Sharp rises in transport, food and housing costs drove Abu Dhabi's annual inflation rate to 3.1 per cent last month, according to official figures released yesterday.
Economists said the overall annual rise in prices had not put a big strain on consumers, although the Statistics Centre Abu Dhabi (Scad) said costs were rising most for lower income and lower-middle-income households.
"The main contributors were the increase in the cost of food and non-alcoholic beverages and transport, followed by increase in cost of housing and utilities," the National Bank of Abu Dhabi said in a report.
Annual inflation rates across the UAE registered moderate increases last year, a reversal of falls in prices seen in the second half of 2009.
Dubai's official statistics agency last week reported an increase in consumer prices of 0.9 per cent in the year to February.
Recent inflation rates are widely viewed as tolerable, in contrast with rates of above 10 per cent that were the norm in 2007 and 2008, before the financial crisis occurred.
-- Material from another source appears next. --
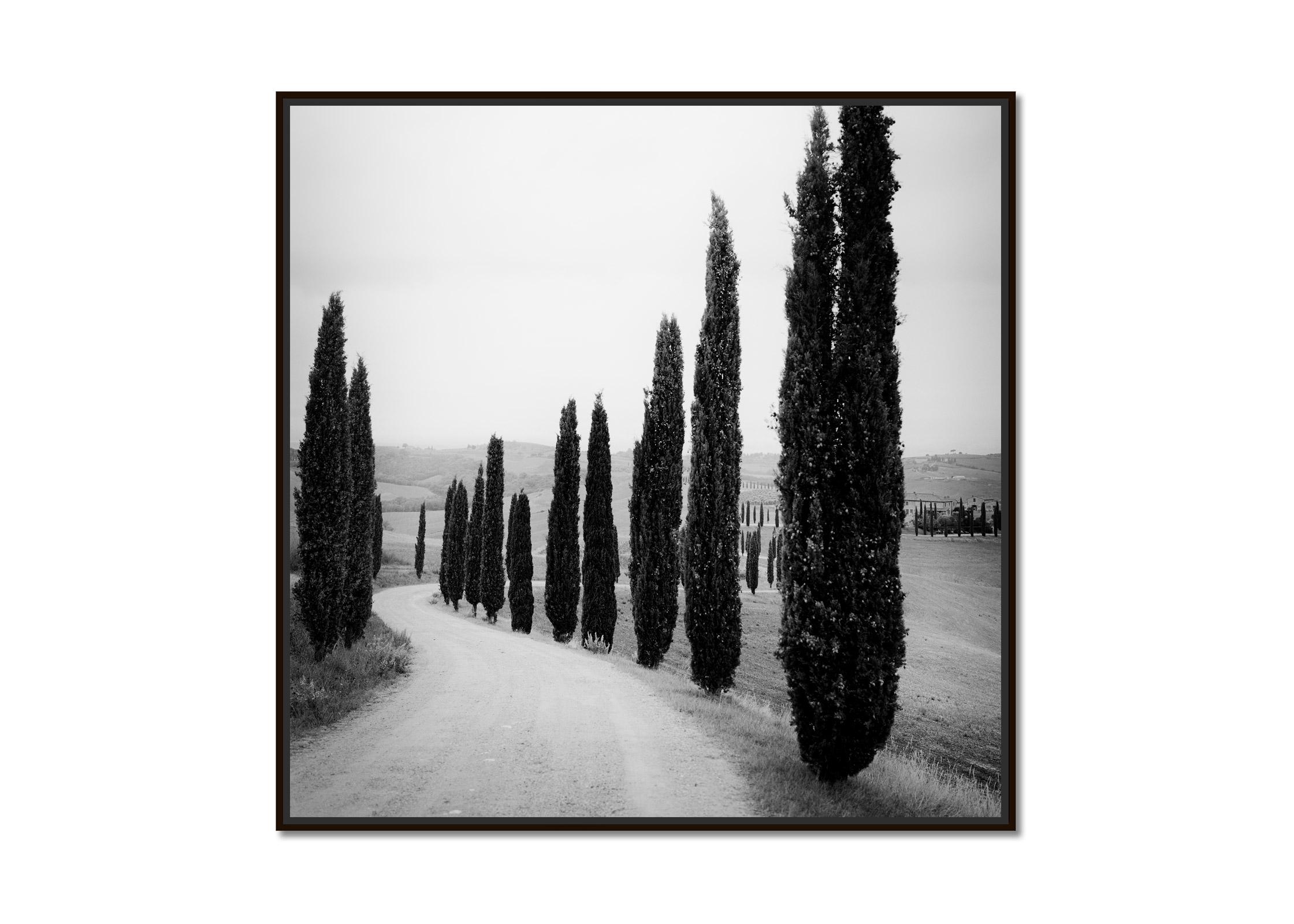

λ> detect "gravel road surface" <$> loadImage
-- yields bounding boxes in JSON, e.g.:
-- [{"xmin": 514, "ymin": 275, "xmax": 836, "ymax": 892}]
[{"xmin": 289, "ymin": 585, "xmax": 752, "ymax": 819}]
In Abu Dhabi, however, recent price rises have hit poorer consumers hardest.
"The rise in consumer prices in February by 3.1 per cent compared with February 2010 caused a rise in the consumer prices for households in the 'lower class' welfare level of 4.8 per cent while prices increased for households in the 'upper class' welfare level by 2.4 per cent," Scad said in its monthly inflation report.
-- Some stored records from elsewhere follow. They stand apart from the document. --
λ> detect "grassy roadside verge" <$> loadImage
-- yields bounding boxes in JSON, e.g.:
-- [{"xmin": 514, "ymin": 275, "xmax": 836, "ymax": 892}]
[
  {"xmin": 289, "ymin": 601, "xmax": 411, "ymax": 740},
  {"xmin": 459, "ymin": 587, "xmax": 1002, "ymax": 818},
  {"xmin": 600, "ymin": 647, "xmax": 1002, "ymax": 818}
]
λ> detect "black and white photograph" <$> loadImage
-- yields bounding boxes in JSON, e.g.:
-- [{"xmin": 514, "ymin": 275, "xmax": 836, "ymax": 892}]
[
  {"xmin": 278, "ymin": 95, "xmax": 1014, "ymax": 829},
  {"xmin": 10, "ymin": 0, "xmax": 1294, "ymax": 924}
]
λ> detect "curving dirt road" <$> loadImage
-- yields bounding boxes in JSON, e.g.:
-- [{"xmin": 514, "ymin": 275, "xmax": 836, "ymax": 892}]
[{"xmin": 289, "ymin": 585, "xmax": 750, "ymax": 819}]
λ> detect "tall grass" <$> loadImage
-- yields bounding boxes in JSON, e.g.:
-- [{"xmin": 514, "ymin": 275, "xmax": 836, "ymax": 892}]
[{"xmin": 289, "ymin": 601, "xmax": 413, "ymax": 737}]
That disproportionate rise came as prices jumped for basic goods and services that comprise a large portion of lower-income household spending. Transport prices rose 11.04 per cent in the year to February 28, the statistics show.
Food prices rose 9.92 per cent in the period, and prices for furniture, household equipment and maintenance rose 8.08 per cent.
"The food and non-alcoholic beverages group accounted for 50.4 per cent of the rise in the index, due to increases in the prices of most of the subgroups included in this group," the Scad report said.
"The sugar, jam, honey, chocolate and confectionery subgroup rose by 5.6 per cent, while meat prices grew by 14.4 per cent, vegetables by 20 per cent [and] fish and seafood by 11.8 per cent."
A 3.4 per cent rise in rents in the first two months of this year compared with the same period last year also played a major role in driving inflation.
Despite a relatively small price rise, the housing and utilities category accounted for 35.9 per cent of the rise in consumer prices in the emirate.
The category has a 37.9 per cent weighting in the index, reflecting that more than a third of consumer spending goes towards housing.
While inflation rose by 3.1 per cent on an annual basis, prices inched up just 0.1 per cent last month compared with January, Scad figures show.